Brody gives a good leading man performance here. He obviously doesn’t feel like he’s slumming in a monster movie. He’s buffed up, but he’s no match for Schwarzenegger in the brawn department. Instead, he becomes the group’s de facto leader because he’s the smartest, figuring out how the Predators are hunting them and what they need to do to turn the tables.
The movie does make a nod at digging a little deeper into the Predator lore, revealing that there are two distinct races of Predators which have some sort of beef with each other. Luckily, it doesn’t really give us any more than that. I don’t want to see the Predator home world, with Predator businessmen and Predator lawyers and Predators who build spaceships. I’d rather just see the Predators kill some folks. Luckily, I came to the right place.
However, when you think about it, the Predators aren’t really the great hunters they seem to be. They’re 7-foot-tall alien monsters that can (and do) rip out a dude’s spine bare-handed, but they feel the need to use laser guns and cloaking devices while hunting their clearly weaker prey. And now they have home-field advantage. It’s not very sporting, if you ask me. More like fishing with dynamite.

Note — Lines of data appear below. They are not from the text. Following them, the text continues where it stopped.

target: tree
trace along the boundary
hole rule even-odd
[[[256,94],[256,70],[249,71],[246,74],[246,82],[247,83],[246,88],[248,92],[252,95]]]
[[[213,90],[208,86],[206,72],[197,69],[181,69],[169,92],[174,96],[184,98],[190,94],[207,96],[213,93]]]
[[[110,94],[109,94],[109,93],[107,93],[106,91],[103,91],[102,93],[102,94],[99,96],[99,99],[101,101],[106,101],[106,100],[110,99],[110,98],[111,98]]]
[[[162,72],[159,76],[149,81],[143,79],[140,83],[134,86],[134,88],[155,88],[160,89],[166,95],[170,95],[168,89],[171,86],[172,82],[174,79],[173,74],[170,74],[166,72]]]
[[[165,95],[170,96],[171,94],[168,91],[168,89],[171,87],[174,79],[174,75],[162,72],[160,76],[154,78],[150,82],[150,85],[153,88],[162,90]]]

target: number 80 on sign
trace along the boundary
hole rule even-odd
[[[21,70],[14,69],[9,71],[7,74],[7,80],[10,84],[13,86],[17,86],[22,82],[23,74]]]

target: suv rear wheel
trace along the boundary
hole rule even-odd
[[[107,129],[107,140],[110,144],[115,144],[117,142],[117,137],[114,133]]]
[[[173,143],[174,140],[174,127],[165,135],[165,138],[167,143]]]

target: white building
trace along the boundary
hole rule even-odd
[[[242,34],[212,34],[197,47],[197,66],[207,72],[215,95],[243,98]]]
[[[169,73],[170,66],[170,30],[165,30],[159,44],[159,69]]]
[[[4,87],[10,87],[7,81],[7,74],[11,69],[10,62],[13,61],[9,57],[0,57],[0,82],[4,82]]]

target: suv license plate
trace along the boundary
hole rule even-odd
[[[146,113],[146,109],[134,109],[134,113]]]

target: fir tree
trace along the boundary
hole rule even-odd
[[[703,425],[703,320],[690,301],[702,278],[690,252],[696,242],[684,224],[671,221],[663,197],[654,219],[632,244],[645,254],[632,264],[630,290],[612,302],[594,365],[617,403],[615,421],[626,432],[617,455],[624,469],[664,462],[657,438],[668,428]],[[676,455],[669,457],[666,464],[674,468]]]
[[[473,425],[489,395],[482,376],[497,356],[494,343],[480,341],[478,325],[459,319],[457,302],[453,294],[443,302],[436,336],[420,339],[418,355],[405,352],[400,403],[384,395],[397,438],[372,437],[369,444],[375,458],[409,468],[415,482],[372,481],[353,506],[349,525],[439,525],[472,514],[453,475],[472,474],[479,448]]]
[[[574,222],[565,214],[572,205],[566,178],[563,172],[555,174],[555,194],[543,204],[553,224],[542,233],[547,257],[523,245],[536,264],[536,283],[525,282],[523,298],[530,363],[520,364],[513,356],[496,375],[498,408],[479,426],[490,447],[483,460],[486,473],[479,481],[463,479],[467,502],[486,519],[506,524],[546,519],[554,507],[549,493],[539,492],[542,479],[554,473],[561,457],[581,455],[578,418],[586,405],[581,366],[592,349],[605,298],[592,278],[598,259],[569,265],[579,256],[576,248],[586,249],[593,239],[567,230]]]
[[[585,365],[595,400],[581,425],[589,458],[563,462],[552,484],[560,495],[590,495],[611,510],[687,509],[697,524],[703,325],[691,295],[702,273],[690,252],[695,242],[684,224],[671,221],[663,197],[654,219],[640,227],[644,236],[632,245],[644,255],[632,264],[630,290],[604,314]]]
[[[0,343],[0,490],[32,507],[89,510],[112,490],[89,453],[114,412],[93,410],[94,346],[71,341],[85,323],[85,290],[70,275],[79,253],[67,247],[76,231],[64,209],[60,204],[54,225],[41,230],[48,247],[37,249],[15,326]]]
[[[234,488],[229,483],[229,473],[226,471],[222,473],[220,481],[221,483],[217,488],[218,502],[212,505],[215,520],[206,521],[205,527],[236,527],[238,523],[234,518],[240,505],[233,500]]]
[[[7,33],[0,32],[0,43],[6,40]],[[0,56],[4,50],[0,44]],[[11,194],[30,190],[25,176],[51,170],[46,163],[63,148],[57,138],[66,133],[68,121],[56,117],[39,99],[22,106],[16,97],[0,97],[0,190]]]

It’s a pretty grim premise—after all, even if they manage to kill the Predators that are hunting them, they’re still stuck on an alien planet—but the movie manages to have some fun with it. The film was directed by Nimród Antal, a Hungarian director who made a great thriller called Kontroll in 2003. Since then, he’s done well in some middling-to-decent American B-movies, including the horror film Vacancy and the heist movie Armored. Antal uses real jungle locations well here, keeps the film taut and energetic and stages the movie’s many action sequences with a lot of tension. Appropriately enough, the film’s rhythms make it feel like more of a throwback to ’80s action flicks than like any of the blockbusters you’d see today.
Predators isn’t quite on the level of the original film, but it is a thoroughly entertaining action film, and it is the first in the series since the original that feels like a worthy continuation to the series and makes it seem like the series deserves the longevity it has enjoyed.